Update- unfortunately mom’s boyfriend passed away only a few hours after my grandma sent the text about him not having many days left. I found out the next day via another family member. I did not hear from my grandma or mom after that text saying he was declining rapidly, until today (4 days after he passed) when my grandma showed up unannounced at my in-laws’ house in the middle of the night asking for me. My in-laws were obviously taken off guard since they have never met my grandma before and they were going to bed. My grandma asked if I was there (I am not, in fact I’m several states away), then when they said no she asked if it was the right residence (and butchered my SO’s last name even though she’s known his name for almost 6 years) and then after confirming told them that they needed to relay to me that my mother lost her best friend and the love of her life so I needed to contact my mom as soon as possible to be there for her. I understand this is extremely sad and my mom is going through a tough time, but I was planning on just sending flowers to the family for the funeral instead of showing face. AITA for not reaching out directly to her or my grandparents and not going to the funeral to support my mom?
Comments
OG Post
NTA at all grief doesn’t erase boundaries, and showing up uninvited to your in-laws’ house in the middle of the night is wildly inappropriate
Your grandparents need to support their child, after her losing “her best friend and the love of her life…”, without involving you.

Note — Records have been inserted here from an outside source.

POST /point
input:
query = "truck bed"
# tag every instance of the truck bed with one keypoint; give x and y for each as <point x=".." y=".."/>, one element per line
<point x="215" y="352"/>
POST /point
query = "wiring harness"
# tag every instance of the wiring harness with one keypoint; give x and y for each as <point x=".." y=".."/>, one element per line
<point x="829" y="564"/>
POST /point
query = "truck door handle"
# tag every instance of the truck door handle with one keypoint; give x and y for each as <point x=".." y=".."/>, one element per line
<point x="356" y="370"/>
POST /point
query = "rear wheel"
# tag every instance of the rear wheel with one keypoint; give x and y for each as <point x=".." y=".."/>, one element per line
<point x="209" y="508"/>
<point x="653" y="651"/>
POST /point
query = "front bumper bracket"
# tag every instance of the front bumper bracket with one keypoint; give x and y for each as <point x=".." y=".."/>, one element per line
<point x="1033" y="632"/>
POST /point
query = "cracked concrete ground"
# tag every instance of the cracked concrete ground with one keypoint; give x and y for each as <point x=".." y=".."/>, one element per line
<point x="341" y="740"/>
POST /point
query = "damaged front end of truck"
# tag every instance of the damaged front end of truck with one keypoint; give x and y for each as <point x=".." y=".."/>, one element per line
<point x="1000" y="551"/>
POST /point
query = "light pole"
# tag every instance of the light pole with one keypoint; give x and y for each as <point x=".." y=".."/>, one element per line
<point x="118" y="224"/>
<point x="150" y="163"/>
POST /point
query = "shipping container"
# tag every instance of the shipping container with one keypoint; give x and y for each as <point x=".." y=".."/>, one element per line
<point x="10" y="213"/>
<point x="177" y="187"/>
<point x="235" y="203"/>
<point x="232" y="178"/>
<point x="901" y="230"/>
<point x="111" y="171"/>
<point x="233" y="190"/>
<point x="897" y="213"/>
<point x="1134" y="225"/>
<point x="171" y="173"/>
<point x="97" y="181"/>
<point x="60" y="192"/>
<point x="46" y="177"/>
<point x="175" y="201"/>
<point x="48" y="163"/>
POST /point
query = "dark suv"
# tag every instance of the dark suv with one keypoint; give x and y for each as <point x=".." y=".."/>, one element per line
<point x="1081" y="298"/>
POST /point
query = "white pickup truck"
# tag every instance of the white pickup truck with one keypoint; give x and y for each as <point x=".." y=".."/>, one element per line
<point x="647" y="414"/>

They were supposed support and protect you when they saw that their child was failing at parenting – verbally and physically abusing you – their grandchild.
If they have not reached out in the previous 2 years of nc, doing so on behalf of your mother now is weirdly tone deaf and inappropriate.
Sending flowers is more than enough, given that they choose to not respect your boundaries by contacting you to tell you – not ask you- to support your mother.
You’re not obligated to end nc because of optics. Nothing has been done to acknowledge, take accountability and change the reason for nc in the first place.
This is not your pasture, therefore most definitely not your bull shit to deal with. They have each other.
NTA
This is a very strange situation. I feel like it might depend on why you’re no contact. Your grandma showing up there was very odd. Did you used to live there before? Why didn’t she just call?
I am getting odd vibes from your family, but I’m not sure what the story is. I feel like it’s hard to answer if you’re the AH because we don’t know your reasons why you’re not wanting to be there for mom.
Would you if you lost your hubby expect her to reach out, show up? I guess that’s gonna explain how separated you are.
There’s a lot of people who think you have to show up for family even if you’re not on good terms. I think there are some reasons why that can be untrue, is it going to harm you?
I wish you luck dealing with this.
Both your mother and your grandparents were abusive to you. Stick with NC. Flowers would be a nice gesture.